Sin embargo, para el cuarto para las nueve de la noche, estaba rendido. Bernardo se encontraba totalmente recostado en la alfombra de la sala con la mirada fija en el teléfono. El cual, de verdad, no había sonado en todo el día (y mejor, si hubiese sido la tía o propagandas políticas, el auricular hubiese tenido que pagar y, sobre todo escuchar, las consecuencias).
La sala se encontraba bajo un total silencio, salvo el tic tac del reloj de la cocina y el filtro de la pecera de Tenazas. Cuyos pensamientos no eran otros más que: “Pobre hombre, lleva ahí inmóvil más de una hora”. El reloj de la cocina estaba de acuerdo: él mismo había marcado esos exasperantes y lentos sesenta minutos. La mirada de Bernardo seguía perdida; el teléfono se había resignado, desde las seis, a no timbrar, pero no podía evitar sentir compasión por él. Verlo ahí tirado, desesperado, desilusionado (aún con la pijama), preocupado, temeroso (sin rasurar) y sin embargo, todavía esperanzado.

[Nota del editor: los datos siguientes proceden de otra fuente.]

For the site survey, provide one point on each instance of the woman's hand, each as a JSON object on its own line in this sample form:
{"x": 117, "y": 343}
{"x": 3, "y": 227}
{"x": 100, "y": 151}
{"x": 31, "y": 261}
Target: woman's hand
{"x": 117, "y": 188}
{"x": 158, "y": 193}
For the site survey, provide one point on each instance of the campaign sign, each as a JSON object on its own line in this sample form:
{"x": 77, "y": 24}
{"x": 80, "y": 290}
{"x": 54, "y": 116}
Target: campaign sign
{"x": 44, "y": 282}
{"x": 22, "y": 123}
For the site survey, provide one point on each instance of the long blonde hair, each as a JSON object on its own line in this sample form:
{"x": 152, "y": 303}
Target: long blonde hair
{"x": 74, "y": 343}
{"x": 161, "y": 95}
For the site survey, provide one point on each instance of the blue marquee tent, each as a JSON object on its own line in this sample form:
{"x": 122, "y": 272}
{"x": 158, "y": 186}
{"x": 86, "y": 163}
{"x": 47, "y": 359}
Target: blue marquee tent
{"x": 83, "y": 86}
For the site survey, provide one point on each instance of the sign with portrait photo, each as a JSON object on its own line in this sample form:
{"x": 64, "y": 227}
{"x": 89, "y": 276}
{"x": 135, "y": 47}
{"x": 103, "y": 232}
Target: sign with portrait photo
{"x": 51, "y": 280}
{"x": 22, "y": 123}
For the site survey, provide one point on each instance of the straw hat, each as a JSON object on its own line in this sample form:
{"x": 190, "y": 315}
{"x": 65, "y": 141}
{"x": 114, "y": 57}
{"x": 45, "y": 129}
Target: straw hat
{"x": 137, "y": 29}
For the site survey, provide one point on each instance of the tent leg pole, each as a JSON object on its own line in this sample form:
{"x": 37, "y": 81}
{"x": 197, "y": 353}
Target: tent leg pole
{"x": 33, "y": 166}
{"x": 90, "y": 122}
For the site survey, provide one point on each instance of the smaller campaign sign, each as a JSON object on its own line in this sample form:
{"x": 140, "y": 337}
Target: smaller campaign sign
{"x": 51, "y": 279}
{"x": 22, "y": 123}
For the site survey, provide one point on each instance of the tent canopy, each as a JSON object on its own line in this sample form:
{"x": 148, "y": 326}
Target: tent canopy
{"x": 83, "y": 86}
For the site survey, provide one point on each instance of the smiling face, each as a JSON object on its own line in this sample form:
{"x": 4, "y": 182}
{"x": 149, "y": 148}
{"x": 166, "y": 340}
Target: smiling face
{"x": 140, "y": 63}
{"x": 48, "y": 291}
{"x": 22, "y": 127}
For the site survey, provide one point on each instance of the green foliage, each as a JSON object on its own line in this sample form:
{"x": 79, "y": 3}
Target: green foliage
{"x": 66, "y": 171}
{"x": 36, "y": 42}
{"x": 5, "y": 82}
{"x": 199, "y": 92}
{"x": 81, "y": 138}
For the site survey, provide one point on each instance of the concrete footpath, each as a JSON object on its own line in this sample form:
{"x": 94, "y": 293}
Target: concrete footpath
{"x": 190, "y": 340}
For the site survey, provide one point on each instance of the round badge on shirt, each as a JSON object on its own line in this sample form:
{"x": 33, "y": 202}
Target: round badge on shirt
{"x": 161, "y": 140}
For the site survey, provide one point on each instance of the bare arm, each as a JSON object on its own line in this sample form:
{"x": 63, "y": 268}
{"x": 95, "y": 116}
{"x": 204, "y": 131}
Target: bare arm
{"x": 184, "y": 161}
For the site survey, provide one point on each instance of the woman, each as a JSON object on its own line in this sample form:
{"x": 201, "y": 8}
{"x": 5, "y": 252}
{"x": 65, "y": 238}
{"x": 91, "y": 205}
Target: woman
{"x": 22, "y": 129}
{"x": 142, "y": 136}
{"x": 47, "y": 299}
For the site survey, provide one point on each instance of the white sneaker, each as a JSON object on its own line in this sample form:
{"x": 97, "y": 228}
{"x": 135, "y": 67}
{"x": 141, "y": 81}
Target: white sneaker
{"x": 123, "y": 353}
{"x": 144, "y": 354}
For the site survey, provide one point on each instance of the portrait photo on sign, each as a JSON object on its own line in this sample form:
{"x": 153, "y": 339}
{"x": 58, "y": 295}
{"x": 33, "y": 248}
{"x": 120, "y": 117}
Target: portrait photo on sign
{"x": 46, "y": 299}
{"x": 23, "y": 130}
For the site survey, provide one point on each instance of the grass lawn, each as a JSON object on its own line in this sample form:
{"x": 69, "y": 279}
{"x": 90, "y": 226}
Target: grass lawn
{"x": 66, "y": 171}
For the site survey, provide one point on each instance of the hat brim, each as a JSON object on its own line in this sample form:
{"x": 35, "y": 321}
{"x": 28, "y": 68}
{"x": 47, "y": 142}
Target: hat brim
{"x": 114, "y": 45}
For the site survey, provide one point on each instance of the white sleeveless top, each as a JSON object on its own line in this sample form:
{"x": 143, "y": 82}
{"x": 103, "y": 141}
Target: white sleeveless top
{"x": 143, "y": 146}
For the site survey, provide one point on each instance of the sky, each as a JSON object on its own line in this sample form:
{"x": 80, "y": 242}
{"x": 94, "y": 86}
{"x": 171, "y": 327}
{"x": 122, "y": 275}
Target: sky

En pocas palabras, un bulto de carne sintiendo su propia respiración, pero inconsciente de ello y de todo. El teléfono no suena. “¿Seguirá con vida?”, es lo único que aún logra razonar; como siempre, sólo lo peor: el silencio no le contesta otra cosa. Si los silencios de ella hablaran…
***
Son las once y media de la noche. Bernardo no ha hecho otra cosa la última media hora mas que botar una pelota de esponja contra la pared, la de junto a la puerta. El ruido ha despertado a Tenazas: “¿Sigue esperando?”, piensa encamorrado. “Y ya se fumó cuatro Benson mentolados…”, le hubiese contestado el teléfono de compartir un mismo código pez-teléfono que no suena. Bernardo no fuma o al menos, no lo había hecho desde que lo dejó a los quince años. Ahora lo rodean en el piso las colillas de cigarro terminadas a medias (una ya quemó parte de la alfombra en la parte de los rombos naranjas). El reloj sigue avanzando; la luz de la luna se cuela por la rendija de la ventana de la sala. Ya es media noche; la llamada nunc… ¡el teléfono comienza a sonar! Él ha logrado incorporarse, correr hacia él, descolgar y articular el “Regina, ¿qué pasó?”, en menos de veinte segundos. La respuesta fue un No. Los hombres de Gutiérrez no la siguieron; podrá irla a recoger a la estación de autobuses.
Bernardo toma una chamarra, se coloca los tenis de siempre (los de las agujetas moradas) y sale del departamento vertiginosamente. Baja las escaleras brincando de cuatro en cuatro los escalones hasta llegar a la puerta de la entrada del edificio; doña Lucha obviamente no está: son más de las dos de la mañana. Situación que no importa, la puerta realmente no tiene chapa desde hace dos semanas y ningún vecino se ha preocupado por ello, mucho menos la portera.
El problema comienza cuando Bernardo se percata que no tomó las llaves: no podrá quitarle la cadena a su bicicleta, pero tampoco subir por ellas porque no tendrá con qué abrir el departamento. Tampoco tiene dinero para un taxi. Los camiones y el metro ya no dan servicio a esas horas de la madrugada. “Doña Lucha, ¿dónde carajos está?”, le grita a la puerta mientras se jala sus cabellos y patea todas las paredes de la entrada. “¿Qué hago, qué hago, Dios mío santísimo?”… desesperado y sudando, comienza a marearse y finalmente, se desploma desmayado en medio del patio del edificio, frente a su bicicleta encadenada.
***
Regina, al ver que nunca llega, se regresa sola de la estación tan molesta que opta por irse a la casa de su madre. “No puedo creer que sea tan egoísta y no se haya preocupado por mí…”.